Lebenskunst im Alter. Erste Ausgabe von Kulturräume - das kubia-Magazin ist erschienen

Sich kreative Räume im Alter zu erschließen, die unseren Geist wach halten und Anregung geben „täglich etwas anderes, Neues zu denken“, ist für viele ältere Menschen wichtiger Bestandteil einer sinnerfüllten Gestaltung des eigenen Älterwerdens und bedeutet einen Zugewinn an Lebensqualität. Wie diese Räume ausschauen und gestaltet werden können und was unbedingt hineingehört, ist Inhalt des neuen kubia-Magazin.

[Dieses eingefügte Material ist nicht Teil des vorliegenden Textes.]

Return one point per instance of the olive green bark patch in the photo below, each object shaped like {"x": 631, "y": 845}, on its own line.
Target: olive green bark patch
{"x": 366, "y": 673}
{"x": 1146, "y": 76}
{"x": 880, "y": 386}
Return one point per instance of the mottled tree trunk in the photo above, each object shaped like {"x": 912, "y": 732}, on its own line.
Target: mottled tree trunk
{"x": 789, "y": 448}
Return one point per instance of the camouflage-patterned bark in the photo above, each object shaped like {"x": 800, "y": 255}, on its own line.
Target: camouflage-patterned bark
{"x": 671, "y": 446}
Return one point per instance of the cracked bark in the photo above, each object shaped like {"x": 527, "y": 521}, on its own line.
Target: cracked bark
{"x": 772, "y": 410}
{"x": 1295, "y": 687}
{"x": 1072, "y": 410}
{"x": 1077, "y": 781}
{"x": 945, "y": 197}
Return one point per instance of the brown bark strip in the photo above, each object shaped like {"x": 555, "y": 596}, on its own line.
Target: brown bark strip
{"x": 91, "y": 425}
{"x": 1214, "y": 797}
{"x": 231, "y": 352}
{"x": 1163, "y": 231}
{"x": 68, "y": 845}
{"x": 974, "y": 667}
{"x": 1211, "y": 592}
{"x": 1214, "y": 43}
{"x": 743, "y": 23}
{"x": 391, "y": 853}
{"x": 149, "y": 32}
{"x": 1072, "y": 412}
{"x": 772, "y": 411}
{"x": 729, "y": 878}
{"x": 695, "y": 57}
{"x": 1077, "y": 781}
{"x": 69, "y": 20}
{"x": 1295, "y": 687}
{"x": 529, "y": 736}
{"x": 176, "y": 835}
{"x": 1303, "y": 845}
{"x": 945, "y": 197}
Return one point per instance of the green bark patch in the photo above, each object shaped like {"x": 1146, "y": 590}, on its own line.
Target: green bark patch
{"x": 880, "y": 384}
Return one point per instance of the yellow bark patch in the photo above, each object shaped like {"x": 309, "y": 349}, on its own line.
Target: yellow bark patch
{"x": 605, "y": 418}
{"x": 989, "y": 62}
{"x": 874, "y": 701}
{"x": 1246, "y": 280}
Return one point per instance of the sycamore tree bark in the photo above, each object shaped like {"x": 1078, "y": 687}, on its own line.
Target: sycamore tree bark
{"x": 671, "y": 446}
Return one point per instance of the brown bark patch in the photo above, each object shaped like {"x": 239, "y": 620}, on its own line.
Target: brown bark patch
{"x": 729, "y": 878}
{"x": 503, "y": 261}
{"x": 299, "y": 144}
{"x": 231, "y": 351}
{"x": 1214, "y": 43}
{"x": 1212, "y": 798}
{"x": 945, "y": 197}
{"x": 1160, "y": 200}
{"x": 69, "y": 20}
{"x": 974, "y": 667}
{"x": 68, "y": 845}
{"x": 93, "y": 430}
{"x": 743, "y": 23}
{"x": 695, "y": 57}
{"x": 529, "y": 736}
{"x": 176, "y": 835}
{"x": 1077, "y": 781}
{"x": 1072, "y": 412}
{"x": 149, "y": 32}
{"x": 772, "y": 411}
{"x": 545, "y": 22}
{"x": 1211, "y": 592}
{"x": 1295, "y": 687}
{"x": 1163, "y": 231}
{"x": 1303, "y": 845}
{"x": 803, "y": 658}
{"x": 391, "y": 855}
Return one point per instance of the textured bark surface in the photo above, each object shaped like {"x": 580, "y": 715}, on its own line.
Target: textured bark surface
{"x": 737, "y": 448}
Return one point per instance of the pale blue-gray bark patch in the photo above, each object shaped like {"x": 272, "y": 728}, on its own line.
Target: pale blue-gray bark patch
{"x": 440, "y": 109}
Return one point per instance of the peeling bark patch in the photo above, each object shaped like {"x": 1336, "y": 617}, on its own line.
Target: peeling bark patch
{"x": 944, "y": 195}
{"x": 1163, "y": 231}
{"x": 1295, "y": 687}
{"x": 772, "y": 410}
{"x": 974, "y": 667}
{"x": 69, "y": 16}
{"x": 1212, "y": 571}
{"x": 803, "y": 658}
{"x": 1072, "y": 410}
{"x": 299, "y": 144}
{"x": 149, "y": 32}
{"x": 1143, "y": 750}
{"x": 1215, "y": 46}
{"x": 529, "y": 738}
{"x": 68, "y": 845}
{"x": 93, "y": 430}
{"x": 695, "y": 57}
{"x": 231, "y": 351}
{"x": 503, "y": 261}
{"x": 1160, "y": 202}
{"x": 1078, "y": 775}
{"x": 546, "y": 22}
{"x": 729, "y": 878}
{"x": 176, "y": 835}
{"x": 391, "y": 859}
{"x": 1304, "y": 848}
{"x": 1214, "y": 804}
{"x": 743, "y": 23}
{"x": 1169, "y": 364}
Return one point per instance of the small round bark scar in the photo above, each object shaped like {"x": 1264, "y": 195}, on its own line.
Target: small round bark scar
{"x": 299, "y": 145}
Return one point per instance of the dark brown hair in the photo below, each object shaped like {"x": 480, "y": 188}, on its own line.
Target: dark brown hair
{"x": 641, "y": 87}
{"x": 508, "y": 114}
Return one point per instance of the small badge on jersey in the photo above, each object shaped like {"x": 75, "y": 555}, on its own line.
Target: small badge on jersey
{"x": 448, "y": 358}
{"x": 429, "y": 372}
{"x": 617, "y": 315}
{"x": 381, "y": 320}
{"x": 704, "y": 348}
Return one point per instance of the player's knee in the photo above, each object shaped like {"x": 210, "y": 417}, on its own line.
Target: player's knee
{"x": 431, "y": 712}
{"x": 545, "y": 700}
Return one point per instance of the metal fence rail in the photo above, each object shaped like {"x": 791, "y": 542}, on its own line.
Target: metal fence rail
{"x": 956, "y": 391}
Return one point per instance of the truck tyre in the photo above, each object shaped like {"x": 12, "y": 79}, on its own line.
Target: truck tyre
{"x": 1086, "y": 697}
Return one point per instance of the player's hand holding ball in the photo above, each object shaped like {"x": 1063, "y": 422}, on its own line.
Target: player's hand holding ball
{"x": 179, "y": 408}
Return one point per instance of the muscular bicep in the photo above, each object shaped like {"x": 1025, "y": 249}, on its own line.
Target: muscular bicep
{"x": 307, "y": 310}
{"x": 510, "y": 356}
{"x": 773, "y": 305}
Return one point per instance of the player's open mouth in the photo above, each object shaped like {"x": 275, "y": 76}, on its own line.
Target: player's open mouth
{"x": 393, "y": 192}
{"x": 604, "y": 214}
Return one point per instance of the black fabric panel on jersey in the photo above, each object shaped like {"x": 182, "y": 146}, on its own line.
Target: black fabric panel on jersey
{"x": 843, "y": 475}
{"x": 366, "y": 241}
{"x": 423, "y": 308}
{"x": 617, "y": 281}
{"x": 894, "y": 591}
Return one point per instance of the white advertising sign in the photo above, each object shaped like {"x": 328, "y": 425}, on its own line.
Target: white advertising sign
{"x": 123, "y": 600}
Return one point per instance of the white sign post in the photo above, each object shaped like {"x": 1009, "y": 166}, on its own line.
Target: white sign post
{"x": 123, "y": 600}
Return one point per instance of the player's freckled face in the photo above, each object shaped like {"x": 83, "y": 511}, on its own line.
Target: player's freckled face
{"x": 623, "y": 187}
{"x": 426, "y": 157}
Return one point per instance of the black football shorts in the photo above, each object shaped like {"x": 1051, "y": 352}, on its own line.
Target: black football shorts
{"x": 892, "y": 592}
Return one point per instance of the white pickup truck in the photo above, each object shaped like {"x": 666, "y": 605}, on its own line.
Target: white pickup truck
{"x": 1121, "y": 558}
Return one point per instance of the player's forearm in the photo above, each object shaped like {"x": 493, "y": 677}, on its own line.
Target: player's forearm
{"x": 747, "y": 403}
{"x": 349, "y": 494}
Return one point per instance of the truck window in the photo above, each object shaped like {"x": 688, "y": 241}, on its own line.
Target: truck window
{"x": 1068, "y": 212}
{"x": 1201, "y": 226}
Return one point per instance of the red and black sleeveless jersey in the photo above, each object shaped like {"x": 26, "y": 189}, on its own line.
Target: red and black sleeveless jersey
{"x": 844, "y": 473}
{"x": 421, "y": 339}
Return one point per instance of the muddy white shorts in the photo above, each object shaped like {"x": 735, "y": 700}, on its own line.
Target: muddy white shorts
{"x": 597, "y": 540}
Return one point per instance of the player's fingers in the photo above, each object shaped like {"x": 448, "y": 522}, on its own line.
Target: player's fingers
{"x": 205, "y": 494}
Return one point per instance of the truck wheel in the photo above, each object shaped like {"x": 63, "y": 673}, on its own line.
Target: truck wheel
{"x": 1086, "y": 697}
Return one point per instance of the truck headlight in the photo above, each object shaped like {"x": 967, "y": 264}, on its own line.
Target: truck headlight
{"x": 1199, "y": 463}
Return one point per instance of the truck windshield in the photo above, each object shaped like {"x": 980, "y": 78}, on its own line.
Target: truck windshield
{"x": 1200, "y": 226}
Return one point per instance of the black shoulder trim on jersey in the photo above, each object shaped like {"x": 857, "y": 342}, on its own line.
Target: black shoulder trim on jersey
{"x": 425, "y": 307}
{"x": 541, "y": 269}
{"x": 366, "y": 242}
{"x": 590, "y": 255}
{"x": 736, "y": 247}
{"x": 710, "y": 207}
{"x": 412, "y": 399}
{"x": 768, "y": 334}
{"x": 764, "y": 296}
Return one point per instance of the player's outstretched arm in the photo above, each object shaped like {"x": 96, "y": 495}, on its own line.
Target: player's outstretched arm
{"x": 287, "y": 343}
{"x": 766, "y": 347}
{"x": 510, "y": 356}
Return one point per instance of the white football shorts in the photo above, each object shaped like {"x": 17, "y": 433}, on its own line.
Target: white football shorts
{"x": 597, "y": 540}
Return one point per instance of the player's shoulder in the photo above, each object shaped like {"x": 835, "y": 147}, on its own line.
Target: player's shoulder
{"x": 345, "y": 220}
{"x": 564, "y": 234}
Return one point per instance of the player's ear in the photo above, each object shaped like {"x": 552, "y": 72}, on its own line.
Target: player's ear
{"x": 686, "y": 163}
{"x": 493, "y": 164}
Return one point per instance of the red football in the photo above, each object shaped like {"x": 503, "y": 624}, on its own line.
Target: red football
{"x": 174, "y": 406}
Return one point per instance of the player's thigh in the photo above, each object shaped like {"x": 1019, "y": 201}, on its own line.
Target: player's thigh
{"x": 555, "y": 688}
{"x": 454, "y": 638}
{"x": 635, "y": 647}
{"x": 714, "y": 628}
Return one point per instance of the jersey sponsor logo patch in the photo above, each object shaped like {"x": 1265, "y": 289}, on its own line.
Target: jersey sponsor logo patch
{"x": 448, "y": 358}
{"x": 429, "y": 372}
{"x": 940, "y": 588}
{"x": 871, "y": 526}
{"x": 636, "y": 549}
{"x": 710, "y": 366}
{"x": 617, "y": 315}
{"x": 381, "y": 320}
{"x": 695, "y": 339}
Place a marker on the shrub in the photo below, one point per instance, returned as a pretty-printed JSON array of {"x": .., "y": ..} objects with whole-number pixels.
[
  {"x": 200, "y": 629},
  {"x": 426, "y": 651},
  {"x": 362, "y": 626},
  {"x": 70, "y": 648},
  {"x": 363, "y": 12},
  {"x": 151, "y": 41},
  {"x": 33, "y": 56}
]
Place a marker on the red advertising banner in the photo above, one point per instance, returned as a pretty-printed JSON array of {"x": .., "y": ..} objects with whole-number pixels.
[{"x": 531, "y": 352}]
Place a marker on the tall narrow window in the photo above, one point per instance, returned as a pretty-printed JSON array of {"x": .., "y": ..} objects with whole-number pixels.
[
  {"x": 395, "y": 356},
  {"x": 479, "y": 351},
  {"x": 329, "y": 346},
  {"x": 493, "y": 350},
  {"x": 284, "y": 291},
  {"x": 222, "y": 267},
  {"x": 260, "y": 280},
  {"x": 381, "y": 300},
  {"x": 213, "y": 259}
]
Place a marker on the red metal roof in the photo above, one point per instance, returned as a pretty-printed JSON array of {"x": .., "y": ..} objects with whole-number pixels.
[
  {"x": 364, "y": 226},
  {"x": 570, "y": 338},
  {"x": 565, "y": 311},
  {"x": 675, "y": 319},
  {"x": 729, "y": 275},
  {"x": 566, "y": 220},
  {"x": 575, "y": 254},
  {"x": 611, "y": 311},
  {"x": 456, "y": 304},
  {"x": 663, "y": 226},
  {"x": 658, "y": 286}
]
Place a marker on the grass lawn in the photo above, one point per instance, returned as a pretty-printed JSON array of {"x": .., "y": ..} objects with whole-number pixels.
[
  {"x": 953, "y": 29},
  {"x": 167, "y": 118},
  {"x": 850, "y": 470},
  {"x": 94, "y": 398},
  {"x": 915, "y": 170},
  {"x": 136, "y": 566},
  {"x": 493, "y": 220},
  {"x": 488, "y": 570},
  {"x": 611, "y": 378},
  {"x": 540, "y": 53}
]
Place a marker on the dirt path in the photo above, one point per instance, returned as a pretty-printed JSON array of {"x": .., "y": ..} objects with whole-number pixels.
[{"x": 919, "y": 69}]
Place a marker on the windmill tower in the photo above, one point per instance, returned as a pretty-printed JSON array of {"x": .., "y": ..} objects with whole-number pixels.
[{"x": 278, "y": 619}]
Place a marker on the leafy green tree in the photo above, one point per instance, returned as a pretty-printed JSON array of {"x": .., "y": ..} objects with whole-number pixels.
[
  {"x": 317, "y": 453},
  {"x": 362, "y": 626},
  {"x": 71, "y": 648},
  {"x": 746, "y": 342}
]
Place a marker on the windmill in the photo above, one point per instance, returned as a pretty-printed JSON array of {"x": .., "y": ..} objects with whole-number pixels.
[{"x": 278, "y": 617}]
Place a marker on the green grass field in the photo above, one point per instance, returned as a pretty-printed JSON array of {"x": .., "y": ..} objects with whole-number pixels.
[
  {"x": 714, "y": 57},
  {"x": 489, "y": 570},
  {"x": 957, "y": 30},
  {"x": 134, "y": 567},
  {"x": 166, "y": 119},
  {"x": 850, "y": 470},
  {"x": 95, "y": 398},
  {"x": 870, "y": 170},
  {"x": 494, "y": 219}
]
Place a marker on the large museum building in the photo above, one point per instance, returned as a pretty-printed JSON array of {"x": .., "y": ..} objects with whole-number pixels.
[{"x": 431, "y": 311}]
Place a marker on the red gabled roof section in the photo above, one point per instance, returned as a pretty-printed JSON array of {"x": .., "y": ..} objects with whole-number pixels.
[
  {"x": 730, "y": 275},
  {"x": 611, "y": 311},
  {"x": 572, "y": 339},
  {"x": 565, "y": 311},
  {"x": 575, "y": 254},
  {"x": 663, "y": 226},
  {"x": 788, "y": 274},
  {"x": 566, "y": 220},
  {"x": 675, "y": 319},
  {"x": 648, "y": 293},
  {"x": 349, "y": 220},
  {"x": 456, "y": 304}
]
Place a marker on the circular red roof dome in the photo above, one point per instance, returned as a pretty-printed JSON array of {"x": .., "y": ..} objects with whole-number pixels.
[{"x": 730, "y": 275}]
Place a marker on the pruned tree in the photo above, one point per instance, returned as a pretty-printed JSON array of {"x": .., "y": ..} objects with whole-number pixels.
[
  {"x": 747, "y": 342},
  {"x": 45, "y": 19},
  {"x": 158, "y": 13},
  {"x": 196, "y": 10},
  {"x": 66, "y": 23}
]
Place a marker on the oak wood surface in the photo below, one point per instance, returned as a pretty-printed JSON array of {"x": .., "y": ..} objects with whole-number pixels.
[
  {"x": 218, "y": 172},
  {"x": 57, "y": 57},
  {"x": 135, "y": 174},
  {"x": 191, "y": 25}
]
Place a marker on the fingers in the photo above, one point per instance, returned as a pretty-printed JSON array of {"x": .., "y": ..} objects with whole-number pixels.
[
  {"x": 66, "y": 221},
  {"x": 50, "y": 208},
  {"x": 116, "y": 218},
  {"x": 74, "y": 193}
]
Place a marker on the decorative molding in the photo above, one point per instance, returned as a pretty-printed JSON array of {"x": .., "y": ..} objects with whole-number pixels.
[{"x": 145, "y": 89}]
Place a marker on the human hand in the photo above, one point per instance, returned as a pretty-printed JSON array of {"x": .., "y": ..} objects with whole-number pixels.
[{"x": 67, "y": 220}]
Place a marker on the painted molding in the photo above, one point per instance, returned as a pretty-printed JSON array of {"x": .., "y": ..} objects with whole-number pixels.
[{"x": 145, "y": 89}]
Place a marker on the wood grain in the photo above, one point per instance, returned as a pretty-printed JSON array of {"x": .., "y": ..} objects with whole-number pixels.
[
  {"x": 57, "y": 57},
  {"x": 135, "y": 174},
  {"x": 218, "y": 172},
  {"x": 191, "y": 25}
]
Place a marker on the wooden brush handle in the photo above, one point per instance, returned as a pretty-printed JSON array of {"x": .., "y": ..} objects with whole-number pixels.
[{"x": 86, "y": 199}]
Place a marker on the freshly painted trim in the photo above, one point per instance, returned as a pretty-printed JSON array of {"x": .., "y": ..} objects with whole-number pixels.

Das Magazin des Kompetenzzentrums für Kultur und Bildung im Alter (kubia) widmet sich künftig zweimal im Jahr wechselnden Themen der Kulturellen Bildung und Teilhabe im Alter. In Kulturräume+ finden Sie aktuelle Berichte aus der Arbeit von kubia am Remscheider Institut für Bildung und Kultur (IBK), vertiefende Beiträge aus Wissenschaft und Praxis zur Kulturarbeit mit Älteren sowie eine Vielzahl von weiterführenden Informationen und Tipps.

 

Das Herzstück der Kulturräume+ ist der Salon. Dort geht es in der ersten Ausgabe um die „Lebenskunst im Alter“. Es wird die Frage gestellt: Welchen Beitrag kann die Kulturgeragogik dazu leisten? Die neue Wissensdisziplin, die Erkenntnisse aus Gerontologie, Alter(n)sbildung und Kulturpädagogik kombiniert, soll Akteure aus Kultur, Altenhilfe und Pflege darin unterstützen, passende und qualitativ hochwertige Angebote für die verschiedenen kulturellen Bedürfnisse und Ansprüche älterer Menschen in ihren sehr heterogenen Lebenslagen zu machen.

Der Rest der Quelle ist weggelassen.